Chegou altura de lançar a ultima peça na saga da desmistificação das dietas da moda. Decidimos que devíamos incluir este tipo de dieta porque apesar da maior parte dos vegetarianos optar por razões éticas, a industria ainda vai tentando lançar alguma confusão na cabeça das pessoas, como por exemplo, ser estritamente vegetariano é mais saudável que ser omnívoro.
O que é o ser vegetariano e o que implica?
Um vegetariano não come nenhum tipo de animal.
Alguns vegetarianos comem alguns produtos animais, como lacticínios, ovos e mel, ao contrário dos Veganos onde tudo o que envolva animal, de alguma forma, está fora de questão.
Existem mais tipos de vegetarianismo para alem destes mas não iremos falar apenas deste tipo.
O que posso comer?
Frutas e vegetais são um bom ponto de partida!
Tudo o que sejam grãos, cereais, feijões, lacticínios como queijo fresco, leite e iogurte e alguns substitutos de carne como tofu e soja.
Portanto, carne, peixe ou caça está fora de questão….
Exemplos de refeições:
- Pequeno-almoço – Flocos de aveia com leite, manteiga de amendoim com proteína em pó apta para vegetarianos.
- Almoço – Salada com 4-6 tipos diferentes de vegetais com queijo fresco, cebolinha, com pedaços de fruta
- Jantar – Vegetais salteados com arroz integral ou noodles, com tofu ou soja
- Snacks – Fruta, batidos proteicos, barras de proteína.
Vamos então aos prós e contras:
Prós:
- Em vários estudos, indivíduos vegetarianos provam ser mais saudáveis ou com maior expectativa de vida do que pessoas carnívoras. Mas tudo isto se deve ao facto de maior atenção à comida, já que ingerem mais vegetais, frutas e fibra e sem fast food.
- Mais uma vez, isto deve-se ao facto do estilo de vida do que a não introdução de carne na sua alimentação.

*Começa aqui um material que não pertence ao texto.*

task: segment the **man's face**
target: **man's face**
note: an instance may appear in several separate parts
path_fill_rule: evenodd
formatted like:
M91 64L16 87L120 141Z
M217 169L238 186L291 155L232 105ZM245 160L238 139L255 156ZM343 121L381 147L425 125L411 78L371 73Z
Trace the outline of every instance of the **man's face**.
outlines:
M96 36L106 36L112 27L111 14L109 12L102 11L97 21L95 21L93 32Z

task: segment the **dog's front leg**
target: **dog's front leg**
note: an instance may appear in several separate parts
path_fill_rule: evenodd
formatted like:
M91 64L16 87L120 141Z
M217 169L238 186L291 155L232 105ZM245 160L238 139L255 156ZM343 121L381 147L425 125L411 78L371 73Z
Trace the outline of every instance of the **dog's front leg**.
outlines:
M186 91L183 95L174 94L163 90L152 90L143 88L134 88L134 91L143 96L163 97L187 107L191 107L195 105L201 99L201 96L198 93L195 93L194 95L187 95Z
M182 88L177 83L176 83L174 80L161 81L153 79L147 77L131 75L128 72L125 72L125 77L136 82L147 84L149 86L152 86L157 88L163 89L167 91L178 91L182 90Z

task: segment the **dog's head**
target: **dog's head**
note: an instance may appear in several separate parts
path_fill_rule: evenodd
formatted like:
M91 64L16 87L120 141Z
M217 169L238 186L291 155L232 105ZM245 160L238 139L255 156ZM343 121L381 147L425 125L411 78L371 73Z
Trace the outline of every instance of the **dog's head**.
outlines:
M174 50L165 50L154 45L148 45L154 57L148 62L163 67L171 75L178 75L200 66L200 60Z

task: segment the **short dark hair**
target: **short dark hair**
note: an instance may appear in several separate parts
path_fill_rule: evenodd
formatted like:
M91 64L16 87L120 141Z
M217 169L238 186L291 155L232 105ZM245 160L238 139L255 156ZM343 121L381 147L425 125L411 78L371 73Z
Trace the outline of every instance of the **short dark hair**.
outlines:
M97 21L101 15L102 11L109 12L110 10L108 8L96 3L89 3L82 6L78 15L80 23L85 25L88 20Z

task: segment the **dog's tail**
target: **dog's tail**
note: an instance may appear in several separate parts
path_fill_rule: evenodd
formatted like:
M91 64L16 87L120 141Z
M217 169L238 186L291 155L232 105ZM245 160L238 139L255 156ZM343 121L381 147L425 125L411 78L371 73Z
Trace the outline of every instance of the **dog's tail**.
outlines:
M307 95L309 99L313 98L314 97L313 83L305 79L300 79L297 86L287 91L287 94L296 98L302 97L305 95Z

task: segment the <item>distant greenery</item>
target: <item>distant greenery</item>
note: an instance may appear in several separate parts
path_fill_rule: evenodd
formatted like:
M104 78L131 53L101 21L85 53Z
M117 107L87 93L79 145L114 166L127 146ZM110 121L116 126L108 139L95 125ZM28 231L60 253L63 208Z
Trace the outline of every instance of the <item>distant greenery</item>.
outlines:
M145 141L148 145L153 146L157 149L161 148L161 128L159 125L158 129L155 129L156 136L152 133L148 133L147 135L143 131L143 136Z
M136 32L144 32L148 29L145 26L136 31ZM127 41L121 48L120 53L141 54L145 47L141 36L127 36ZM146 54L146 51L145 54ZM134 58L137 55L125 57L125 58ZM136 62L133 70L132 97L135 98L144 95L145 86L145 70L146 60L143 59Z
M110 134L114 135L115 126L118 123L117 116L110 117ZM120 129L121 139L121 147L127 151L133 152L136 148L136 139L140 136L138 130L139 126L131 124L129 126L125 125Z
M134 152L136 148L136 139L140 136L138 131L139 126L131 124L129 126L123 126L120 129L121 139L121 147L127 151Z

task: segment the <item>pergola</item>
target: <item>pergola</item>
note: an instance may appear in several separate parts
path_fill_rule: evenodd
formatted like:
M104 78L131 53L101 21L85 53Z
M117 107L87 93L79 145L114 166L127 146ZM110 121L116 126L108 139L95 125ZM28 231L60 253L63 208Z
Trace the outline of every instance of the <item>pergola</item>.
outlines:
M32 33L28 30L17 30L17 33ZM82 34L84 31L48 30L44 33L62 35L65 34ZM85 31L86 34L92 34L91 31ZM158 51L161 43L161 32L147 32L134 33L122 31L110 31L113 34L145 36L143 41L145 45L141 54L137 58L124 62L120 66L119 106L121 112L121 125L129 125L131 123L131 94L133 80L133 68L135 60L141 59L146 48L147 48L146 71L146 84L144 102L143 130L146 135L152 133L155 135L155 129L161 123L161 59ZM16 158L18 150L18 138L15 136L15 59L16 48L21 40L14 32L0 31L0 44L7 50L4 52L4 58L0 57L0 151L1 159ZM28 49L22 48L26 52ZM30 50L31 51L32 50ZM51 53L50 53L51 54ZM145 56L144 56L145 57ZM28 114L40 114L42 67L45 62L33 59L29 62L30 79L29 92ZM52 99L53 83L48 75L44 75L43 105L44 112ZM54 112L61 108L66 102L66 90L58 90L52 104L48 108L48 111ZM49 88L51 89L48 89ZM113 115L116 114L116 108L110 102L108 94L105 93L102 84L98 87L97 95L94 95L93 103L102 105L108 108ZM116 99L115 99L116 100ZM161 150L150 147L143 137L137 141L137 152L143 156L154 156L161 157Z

- Em adição, o facto de não se darem ao luxo de parar em alguns sítios para dar umas dentadas num hambúrguer, faz com que sejam forçados a encontrar maneiras deliciosas de cozinhar elementos que normalmente não cozinhamos, portanto a nível de cozinha também pode ajudar a desenvolver.
Contras:
- Como provavelmente estavam a espera, a falta de proteína. Ao cortarem toda a carne e peixe, estão a limitar as fontes proteicas.
- Claro que podem obter proteína de vários tipos de vegetais ou até mesmo de soja e tofu, mas maior parte das vezes não oferecem perfis de aminoácidos essenciais muito vastos. Para não falar ainda, das baixas concentrações de proteína em relação a hidratos de carbono e gordura, que vão ser bastante predominantes neste tipo de alimentação.
- Torna-se também mais difícil de atingir os micronutrientes com as altas concentrações de hidratos de carbono e gordura face aos níveis de proteína.
Com isto dito…
É aqui que se revela a superioridade da dieta flexível, permite um ajuste personalizado às necessidades de cada um. Ao haver um controlo/meta sobre os macronutrientes permite conhecer o que o nosso corpo precisa para atingir determinado resultado ou objetivo, como preparar um carro fórmula 1 para uma corrida específica. Cada pessoa é um organismo independente e único, portanto faz todo o sentido que, treino e alimentação também o sejam.
Ter o melhor dos dois mundos, sem sacrifícios demoníacos.